Data Science is an intersection of domain knowledge, technical expertise, and statistics. It gives us the power to evaluate existing data, perform various functions such as visualization and manipulation which in turn help us in decision making.
In the 30DaysOfLearning, we cover different Data Science techniques, that as a Data Scientist equips you with the relevant knowledge to analyze and visualize data. The full curriculum can be found at: https://aka.ms/30DL-DSMLPage. In this blog, we will summarize the different concepts covered and a link to the resources.
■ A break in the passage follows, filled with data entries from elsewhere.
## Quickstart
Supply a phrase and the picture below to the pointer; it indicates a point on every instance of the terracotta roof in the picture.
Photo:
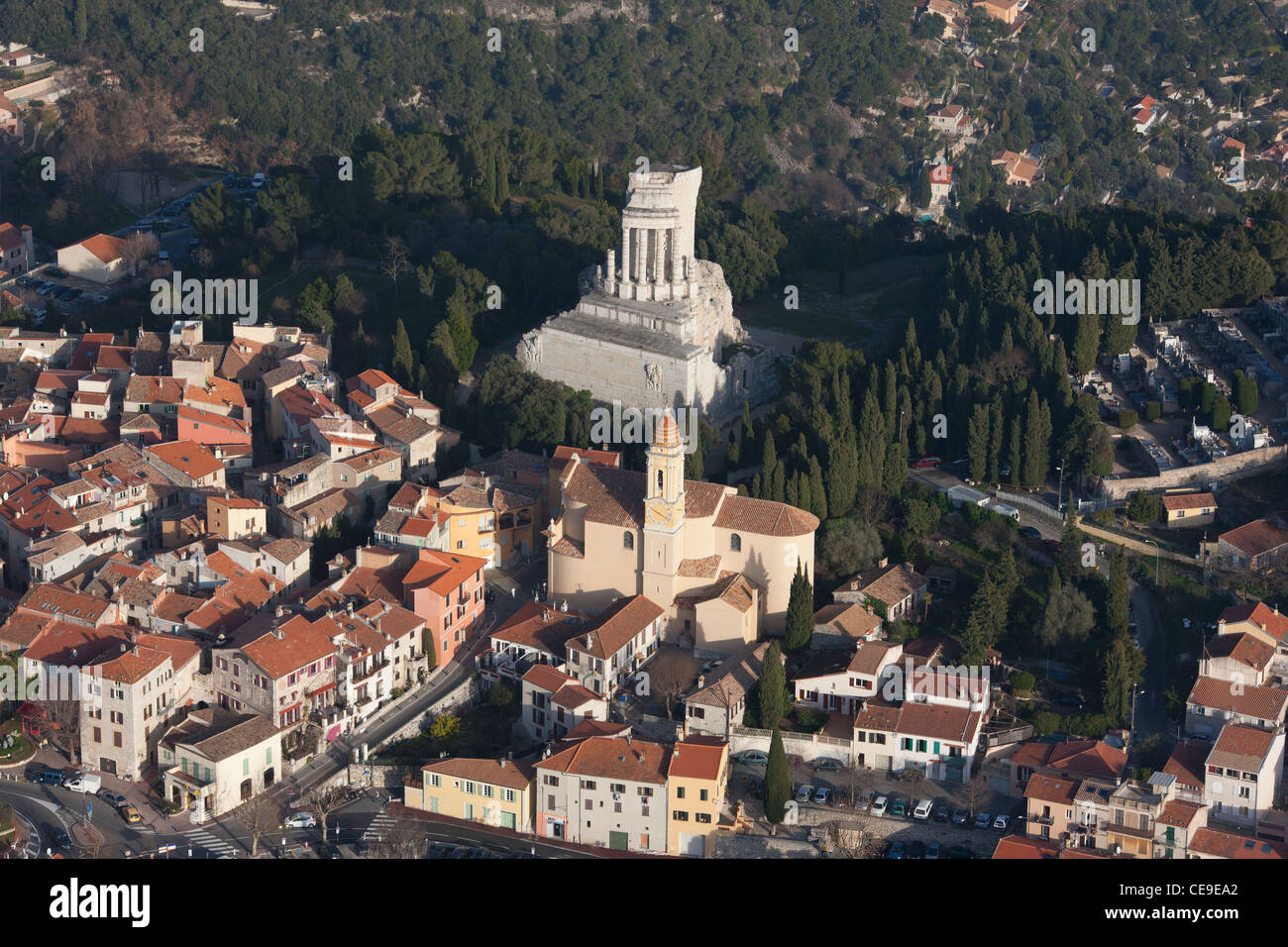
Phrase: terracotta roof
(1258, 702)
(300, 644)
(608, 758)
(104, 247)
(1241, 647)
(539, 626)
(1218, 844)
(850, 620)
(1240, 748)
(507, 774)
(442, 573)
(890, 583)
(939, 722)
(1260, 615)
(1179, 813)
(1188, 763)
(695, 761)
(732, 681)
(616, 626)
(187, 457)
(707, 567)
(764, 517)
(1048, 789)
Setting up your local environment
Starting out is like going on a journey, and with every journey, you must plan, prepare and have everything ready before you leave. To continue, you will need to set up your local environment by downloading the necessary resources and tools. For our case, you will need to set up a GitHub account, redeem your Azure for Students credits, set up your Visual Studio and finally learn how to link your local code from Visual Studio to GitHub.
Get going with Python.
Once your local environment is all set up, we need to start out by learning basic programming. Python is one of the main programming languages used in Data Science. A major advantage of the language is its abundance of libraries which enable you to analyze your data with ease. In our first session, we covered how to build a simple BMI calculator application. While building the application we explored more on dealing with data types, variables, operators, conditional logic and so on. You can review the concepts at https://aka.ms/py4beginners or watch the video below for the full demo.
Prepare your data.
The Data Science process begins with getting your data. Real world data is often messy. You might encounter some missing values, duplicated data, or data not in the right format. For example, if someone fills in the same form twice, how do you mitigate this? As we went through the data preparation class, we learnt to import our data, the different libraries we needed and how to locally install them and finally how to utilize the libraries. Using the pumpkins dataset, we dealt with missing and duplicated data as well as how to work with data within data frames. A follow up session on manipulating data covers more in-depth including some exploratory statistics and joining data.
Share your data findings.
We have learnt a new language, worked on our data and now we might want to share with the world the journey we have gone through. The first thing is sharing your data story. In this section we cover data visualization, what charts can you use where and how to create meaningful charts. For this session we used the birds’ dataset and tried various visualizations, you can watch the session video here.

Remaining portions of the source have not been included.